At https://tallbloke.wordpress.com/2019/06/10/site-of-biggest-ever-meteorit… … some time ago geologists came across evidence of an archaic impact event in NW Scotland but where the crater was situated eluded them. Not now it seems they have found it – 15 to 20km west off a remote part of the Scottish mainland, buried beneath both water and younger rocks, in the Minch Basin.

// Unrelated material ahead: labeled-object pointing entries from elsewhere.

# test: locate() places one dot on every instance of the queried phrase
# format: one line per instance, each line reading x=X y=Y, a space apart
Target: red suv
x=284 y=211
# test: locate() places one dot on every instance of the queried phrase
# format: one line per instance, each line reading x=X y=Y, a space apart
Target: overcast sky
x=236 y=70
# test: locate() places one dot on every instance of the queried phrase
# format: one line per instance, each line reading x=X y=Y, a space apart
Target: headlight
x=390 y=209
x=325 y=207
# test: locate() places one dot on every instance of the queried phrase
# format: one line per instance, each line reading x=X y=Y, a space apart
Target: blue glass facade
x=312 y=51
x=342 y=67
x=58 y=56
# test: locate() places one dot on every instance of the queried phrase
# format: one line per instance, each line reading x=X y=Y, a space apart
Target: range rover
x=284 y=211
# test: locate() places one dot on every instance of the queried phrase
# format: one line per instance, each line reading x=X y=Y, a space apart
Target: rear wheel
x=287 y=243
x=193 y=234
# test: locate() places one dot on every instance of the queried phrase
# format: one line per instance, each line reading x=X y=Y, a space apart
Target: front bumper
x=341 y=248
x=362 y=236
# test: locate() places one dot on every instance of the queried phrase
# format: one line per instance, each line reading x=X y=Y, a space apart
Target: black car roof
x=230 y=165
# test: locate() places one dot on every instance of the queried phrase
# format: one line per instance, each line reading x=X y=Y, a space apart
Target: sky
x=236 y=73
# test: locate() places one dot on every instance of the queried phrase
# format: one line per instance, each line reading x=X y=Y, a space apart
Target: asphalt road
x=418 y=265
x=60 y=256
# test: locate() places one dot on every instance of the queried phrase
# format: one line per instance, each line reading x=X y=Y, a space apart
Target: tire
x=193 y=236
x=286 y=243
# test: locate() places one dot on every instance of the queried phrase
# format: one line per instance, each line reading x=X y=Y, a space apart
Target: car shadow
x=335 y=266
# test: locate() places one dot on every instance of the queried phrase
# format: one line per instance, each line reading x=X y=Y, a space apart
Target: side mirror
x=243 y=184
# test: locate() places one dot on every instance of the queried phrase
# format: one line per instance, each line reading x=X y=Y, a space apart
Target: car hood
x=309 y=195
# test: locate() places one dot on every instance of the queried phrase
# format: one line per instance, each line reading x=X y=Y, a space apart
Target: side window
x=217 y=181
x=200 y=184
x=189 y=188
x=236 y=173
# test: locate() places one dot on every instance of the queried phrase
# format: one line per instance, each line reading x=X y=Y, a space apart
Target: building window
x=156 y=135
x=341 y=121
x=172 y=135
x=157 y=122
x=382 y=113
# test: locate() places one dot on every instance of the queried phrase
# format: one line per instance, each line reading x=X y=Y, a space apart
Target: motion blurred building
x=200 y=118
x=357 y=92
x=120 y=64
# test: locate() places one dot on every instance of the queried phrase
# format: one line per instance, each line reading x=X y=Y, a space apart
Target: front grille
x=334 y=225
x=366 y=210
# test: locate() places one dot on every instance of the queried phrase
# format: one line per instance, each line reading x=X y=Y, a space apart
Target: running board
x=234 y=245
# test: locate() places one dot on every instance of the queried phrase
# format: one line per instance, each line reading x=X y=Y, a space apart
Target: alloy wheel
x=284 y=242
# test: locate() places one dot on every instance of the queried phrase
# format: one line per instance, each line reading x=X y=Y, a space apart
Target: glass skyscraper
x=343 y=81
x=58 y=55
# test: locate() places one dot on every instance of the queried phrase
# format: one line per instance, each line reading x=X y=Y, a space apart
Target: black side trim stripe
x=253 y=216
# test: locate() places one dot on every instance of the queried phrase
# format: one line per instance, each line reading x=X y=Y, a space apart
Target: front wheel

… It is said to have landed in a rift valley where fresh sediments quickly buried the debris and preserved it (or that is the hope as it is now open to excavation, if possible in deep water). Looking at the map above we can see the Minch Basin is between the mainland and the Isle of Lewis, and that raises an interesting question. How old is the rift valley and what role did the formation of the rift, or the impact come to that, have on the topography. For example, the Hebrides were at one time joined to the mainland in one continuous slab of continent. Even today they are situated on a continental shelf system which is all part of a contiguous land mass. However, whilst the Torridon Mountains rise up on the mainland (on one side of the rift) the land on the other side is much lower (on Lewis for example). Is this evidence of a slip fault along the rift? How did the impact affect this? – and so on.
The impactor is estimated to have been 1km across – not so much a meteorite but a big lump of rock. It is date to 1.2 billion years ago – again, an estimate and one based on geochronological parameters. Perhaps the age came from the initial evidence of the impact debris which was announced a year or so ago (and reported on the News).